Search-based data discovery

Simple questions do not scale

Every log management best practice is strongly recommending to know what you are collecting. This generic statement should answer the questions of:
  • Which data is being stored? Are there any duplicates or unnecessary data?
  • For how long is it kept (what is the retention period)?
  • What is the amount of it?
  • etc.
These may seem simple enough to answer. However, when log management reaches the scale of petabytes and hundreds or thousands of different data sources, the situation is different. What if the data is stored in different repositories (for example part of it on-premise, part of it in the cloud)? What’s more, log management is not static. New sources and types of logs are added over time, some applications are discarded while the data it produced is kept until the end of the retention period. Suddenly the questions are not that easy to answer.
The ability to maintain an up-to-date inventory of stored data assets is not only relevant to the total cost of ownership. It also relates to compliance requirements (is the required retention period maintained, is data deleted at retention expiry, etc).

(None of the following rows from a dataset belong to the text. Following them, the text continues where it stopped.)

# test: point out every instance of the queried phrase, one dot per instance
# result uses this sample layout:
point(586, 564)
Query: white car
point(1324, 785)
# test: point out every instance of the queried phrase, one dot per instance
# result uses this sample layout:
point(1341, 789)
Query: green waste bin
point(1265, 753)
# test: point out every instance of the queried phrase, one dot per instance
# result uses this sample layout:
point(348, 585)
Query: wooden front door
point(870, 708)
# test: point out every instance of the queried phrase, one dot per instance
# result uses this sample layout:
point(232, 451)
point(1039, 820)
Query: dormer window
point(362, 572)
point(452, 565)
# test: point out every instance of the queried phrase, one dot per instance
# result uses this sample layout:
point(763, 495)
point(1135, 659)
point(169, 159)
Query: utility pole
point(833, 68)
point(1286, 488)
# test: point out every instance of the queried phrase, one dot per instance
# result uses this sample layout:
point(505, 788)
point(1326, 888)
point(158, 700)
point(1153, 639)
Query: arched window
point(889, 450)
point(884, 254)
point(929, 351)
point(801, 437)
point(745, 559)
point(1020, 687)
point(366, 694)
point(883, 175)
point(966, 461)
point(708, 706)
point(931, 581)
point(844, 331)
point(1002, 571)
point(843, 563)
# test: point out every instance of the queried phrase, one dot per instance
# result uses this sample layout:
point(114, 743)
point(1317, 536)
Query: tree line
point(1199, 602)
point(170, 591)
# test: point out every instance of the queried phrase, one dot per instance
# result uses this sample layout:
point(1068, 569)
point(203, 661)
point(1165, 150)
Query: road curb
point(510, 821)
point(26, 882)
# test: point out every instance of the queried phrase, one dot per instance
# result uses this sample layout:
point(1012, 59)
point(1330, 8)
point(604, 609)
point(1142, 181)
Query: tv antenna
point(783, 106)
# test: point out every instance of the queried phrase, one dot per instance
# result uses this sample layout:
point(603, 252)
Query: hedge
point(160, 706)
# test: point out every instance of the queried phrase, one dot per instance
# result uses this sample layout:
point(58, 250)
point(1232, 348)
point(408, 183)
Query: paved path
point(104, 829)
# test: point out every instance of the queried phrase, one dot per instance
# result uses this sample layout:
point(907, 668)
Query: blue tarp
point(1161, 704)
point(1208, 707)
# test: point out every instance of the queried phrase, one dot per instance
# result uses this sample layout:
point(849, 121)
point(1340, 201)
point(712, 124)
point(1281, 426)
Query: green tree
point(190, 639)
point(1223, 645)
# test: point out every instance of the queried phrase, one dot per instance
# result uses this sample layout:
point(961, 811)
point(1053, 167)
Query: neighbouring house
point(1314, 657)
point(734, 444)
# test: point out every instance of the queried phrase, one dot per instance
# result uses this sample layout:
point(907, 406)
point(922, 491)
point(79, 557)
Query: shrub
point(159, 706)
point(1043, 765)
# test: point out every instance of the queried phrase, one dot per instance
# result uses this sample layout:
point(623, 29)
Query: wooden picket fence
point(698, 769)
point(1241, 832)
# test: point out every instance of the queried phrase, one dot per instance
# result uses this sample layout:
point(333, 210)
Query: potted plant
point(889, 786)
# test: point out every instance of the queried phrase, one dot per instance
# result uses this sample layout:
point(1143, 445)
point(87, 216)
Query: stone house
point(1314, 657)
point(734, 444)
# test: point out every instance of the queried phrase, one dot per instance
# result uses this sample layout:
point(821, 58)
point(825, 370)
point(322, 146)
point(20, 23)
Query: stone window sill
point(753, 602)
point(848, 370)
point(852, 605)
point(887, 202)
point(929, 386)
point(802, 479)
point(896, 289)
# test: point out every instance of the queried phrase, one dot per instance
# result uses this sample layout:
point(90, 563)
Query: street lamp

A quick overview of all the assets and metadata

SpectX is designed to perform structured analysis on unstructured data in its original raw form and location. It is, therefore, a great tool for developing and refining views and analyses of structured and unstructured data using search terms. Obtaining the metadata of data assets in their various storage repositories is an organic part of SpectX functionality. You can simply browse around to get a quick visual understanding of your assets and their contents or use queries to get sophisticated reporting.